Never one to shirk a challenge, Frank accepted and created one of his brilliant wooden monocoques which had some distinctive features like inboard suspension, unusual for 1967 and a full windscreen, which looked strange but was advanced for its time as it kept oil and debris away from the drivers’ faces. The car also had a nosecone that looked pretty similar to that of the Vanwall that Frank had previously designed.

The Protos 16, looking resplendent in Ron Harris Racing Division’s bright red livery was ready for the first race (Protos means ‘practicality’ or ‘real’, by the way) for Eric Offenstadt and Brian Hart. Pedro Rodriguez also drove a few races too and proved the strength of the monocoque when he had a monster accident at Enna that many people felt wasn’t possible to survive. Others to sample the RHRD Protos 16 were Kurt Ahrens Jr and Rob Slotemaker.

Frank was frustrated that there wasn’t more money available for development and testing and although incredibly quick in a straight line (Brian Hart held the lap record at Hockenheim for two years in a Protos 16) it didn’t corner at all well.

Reliability was also an issue and Harris became very upset and withdrew his team from the championship in August following the Enna round in Sicily (Hart finished eighth). Although the Protos experience ended badly and cost a lot of money, Harris and Costin remained good friends.

Little did Ron Harris know that 1968 would be his last season running his own motorsport team. As usual, Harris had made good preparations at his Surbiton, Surrey HQ and had done a deal with Italian brothers and co-founders of the Tecno marque Luca and Gianfranco Pederzani.

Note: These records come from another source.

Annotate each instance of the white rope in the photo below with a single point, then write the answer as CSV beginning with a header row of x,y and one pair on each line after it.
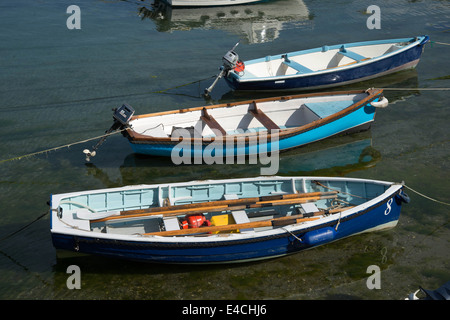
x,y
60,147
421,194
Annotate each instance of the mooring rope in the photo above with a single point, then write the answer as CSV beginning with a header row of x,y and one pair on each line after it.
x,y
445,44
425,196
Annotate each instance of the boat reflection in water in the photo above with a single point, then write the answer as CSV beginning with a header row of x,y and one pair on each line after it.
x,y
254,23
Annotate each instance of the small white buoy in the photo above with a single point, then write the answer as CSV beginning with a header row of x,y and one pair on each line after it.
x,y
380,104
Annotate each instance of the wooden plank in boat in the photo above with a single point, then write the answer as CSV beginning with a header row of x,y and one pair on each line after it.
x,y
263,118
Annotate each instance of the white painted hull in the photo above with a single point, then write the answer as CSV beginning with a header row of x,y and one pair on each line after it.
x,y
207,3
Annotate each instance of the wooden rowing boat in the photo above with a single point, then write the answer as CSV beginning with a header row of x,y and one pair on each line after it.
x,y
324,67
220,221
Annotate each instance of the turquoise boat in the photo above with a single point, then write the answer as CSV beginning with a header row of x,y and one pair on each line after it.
x,y
253,127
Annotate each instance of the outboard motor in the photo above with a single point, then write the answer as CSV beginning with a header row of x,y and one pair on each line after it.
x,y
121,118
230,61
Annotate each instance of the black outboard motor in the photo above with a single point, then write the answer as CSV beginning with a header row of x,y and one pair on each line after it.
x,y
230,60
121,118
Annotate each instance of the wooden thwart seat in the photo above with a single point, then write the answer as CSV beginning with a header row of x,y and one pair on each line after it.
x,y
263,118
211,122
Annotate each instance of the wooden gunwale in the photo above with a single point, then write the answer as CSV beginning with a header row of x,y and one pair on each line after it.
x,y
217,206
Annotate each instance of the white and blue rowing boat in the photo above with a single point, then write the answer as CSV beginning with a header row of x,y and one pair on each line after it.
x,y
251,127
222,221
323,67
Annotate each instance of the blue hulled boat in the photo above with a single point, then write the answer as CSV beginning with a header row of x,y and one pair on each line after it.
x,y
222,221
324,67
255,127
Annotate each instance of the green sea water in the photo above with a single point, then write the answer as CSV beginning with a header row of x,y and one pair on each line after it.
x,y
58,86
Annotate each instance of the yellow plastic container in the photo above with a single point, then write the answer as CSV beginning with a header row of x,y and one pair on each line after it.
x,y
223,220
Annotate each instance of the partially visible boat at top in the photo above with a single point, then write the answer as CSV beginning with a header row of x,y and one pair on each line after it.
x,y
324,67
207,3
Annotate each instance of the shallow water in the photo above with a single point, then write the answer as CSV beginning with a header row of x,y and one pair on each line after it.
x,y
58,86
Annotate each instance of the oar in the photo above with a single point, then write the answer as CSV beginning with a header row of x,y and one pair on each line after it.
x,y
283,221
229,202
218,208
229,227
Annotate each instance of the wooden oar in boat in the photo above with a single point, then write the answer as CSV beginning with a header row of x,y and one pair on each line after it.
x,y
239,205
243,201
283,221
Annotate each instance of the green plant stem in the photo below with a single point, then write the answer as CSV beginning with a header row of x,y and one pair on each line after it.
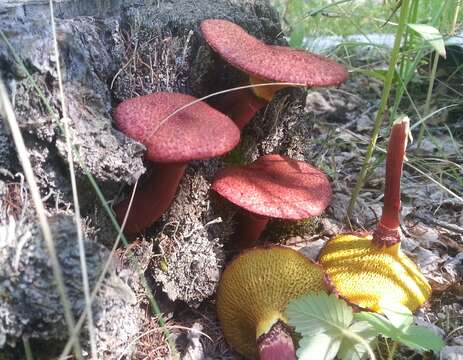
x,y
427,105
7,109
392,351
27,349
455,17
75,196
382,108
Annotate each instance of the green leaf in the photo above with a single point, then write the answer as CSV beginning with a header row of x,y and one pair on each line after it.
x,y
415,337
353,350
319,313
431,35
420,338
321,346
379,323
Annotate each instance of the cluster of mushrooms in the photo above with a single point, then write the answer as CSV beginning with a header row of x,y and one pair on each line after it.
x,y
364,269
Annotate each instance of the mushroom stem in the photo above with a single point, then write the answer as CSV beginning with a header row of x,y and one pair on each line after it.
x,y
388,230
249,228
240,105
276,344
150,202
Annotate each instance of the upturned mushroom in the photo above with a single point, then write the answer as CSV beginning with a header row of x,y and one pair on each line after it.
x,y
371,270
253,292
274,186
196,133
265,64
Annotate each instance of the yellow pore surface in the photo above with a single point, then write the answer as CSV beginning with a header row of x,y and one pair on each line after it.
x,y
256,287
368,276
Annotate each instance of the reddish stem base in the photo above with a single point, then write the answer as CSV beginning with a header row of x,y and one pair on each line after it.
x,y
388,231
277,344
150,202
249,228
240,105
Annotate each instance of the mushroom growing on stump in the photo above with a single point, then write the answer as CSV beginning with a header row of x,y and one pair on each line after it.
x,y
253,292
273,186
196,133
264,64
370,269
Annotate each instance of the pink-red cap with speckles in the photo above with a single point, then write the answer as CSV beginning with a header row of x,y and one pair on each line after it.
x,y
268,62
195,133
276,186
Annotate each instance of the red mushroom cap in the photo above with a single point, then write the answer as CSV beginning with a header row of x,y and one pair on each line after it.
x,y
276,186
195,133
271,63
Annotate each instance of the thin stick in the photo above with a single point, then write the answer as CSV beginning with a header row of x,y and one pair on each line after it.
x,y
75,196
382,108
23,155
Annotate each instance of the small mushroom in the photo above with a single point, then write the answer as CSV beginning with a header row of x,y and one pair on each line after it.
x,y
274,186
265,63
370,270
196,133
253,292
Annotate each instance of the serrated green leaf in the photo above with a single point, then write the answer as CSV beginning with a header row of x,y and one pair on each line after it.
x,y
420,338
319,313
431,35
321,346
399,315
415,337
353,350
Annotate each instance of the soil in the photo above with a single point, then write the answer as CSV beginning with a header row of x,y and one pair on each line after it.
x,y
121,49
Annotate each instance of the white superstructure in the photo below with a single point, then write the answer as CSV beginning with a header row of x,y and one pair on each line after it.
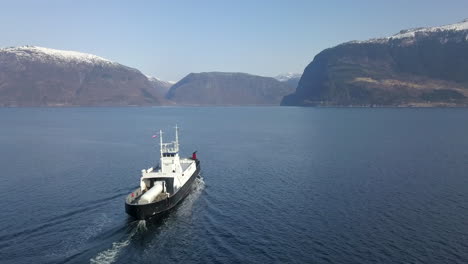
x,y
160,182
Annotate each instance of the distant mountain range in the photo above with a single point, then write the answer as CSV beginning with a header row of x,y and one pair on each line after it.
x,y
36,76
227,88
416,67
291,79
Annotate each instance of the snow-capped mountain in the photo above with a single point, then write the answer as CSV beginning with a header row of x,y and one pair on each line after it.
x,y
291,79
287,76
421,31
421,67
37,76
47,54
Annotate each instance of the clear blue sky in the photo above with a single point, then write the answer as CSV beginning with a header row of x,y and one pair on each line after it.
x,y
169,39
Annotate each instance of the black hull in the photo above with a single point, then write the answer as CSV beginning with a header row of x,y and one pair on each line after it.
x,y
145,211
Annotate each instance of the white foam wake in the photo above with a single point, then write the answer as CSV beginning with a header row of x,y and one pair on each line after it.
x,y
110,255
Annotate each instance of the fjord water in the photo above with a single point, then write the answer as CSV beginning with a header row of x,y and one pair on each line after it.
x,y
279,185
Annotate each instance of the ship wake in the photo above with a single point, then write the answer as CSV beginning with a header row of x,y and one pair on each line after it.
x,y
110,255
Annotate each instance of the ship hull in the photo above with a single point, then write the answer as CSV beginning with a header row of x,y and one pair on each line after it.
x,y
145,211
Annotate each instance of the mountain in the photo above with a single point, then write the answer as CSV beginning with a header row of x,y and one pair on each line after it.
x,y
36,76
416,67
225,88
291,79
160,87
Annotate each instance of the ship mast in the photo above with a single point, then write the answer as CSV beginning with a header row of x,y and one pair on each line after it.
x,y
160,141
177,139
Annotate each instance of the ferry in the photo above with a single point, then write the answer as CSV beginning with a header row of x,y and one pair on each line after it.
x,y
162,187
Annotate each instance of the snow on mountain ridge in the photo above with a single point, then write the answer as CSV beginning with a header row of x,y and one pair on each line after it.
x,y
41,53
287,76
411,33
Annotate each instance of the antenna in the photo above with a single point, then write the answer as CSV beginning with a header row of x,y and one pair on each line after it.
x,y
177,138
160,141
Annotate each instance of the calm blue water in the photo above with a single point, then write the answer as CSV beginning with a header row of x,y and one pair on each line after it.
x,y
280,185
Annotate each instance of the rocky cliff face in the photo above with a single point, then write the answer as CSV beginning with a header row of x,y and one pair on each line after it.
x,y
35,76
420,67
221,88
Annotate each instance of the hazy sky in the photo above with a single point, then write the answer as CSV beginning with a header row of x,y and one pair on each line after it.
x,y
169,39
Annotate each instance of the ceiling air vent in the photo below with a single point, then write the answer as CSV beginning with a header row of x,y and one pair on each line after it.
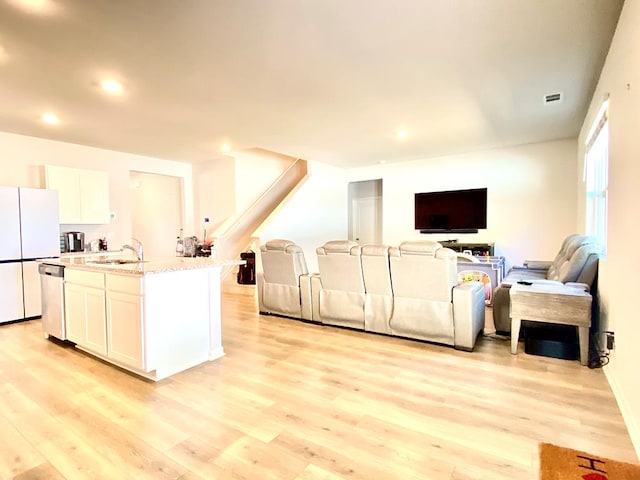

They had made their fortunes producing hydraulic pumps before making their own karts from 1961. They would win the world championship four times between 1963-1966 and evolved into producing cars for Formula B, Formula 3 and Formula 2 (they later entered F1 under the Martini Racing name).

Ron Harris ordered a pair of their very dominant TF68 F3 car and two of their PA68 F2 car. However, the Tecno F2 wasn’t ready for the early races and they rolled out a revised Protos 16 and then a BRM P216 Special before the PA68s were ready in May.

The F3 team drivers for 1968 were Eric Offenstadt and new recruit, another French driver, Philippe Vidal although the cars didn’t prove very successful and Ron withdrew his team in early May to concentrate on his F2 team. The Ron Harris Racing Division F2 driver strength featured – at various times – Offenstadt, Pedro Rodriguez, Vic Elford, David Hobbs, Richard Attwood and Jonathan Williams.

At least F2 had been slightly more encouraging but wasn’t one of the team’s best. However, plans were made to enter the Temporada series in Argentina once more, which in 1968 took place in December.

Harris shipped his Tecno PA68 F2 cars to Argentina, but things had got off to a poor start when two of his Cosworth FVA engines and three Hewland gearboxes were stolen while going through customs in Buenos Aires airport.

During the Temporada series (crowds were said to be ‘hostile’ at all rounds) Ron Harris Racing fielded Carlos Marincovitch, Oscar Mauricio Franco, Pedro Rodriguez and Carlos Reutemann.

Following the final round at Buenos Aires on December 22, when all three RHRD cars failed to finish the team was packing up their pit garage for the journey home to England poor Ron had an accident and somehow fell into the River Plate and injured himself quite badly although refused to go to the hospital.

This was the final straw for Ron who was deeply upset at the loss of his engines and gearboxes and with resources stretched after expenditure on the ill-fated Protos 16 project he cased all motorsport activities.

He continued to be involved in the film industry but suffered from ill health until his death, aged 69 on September 18, 1975, in Westminster.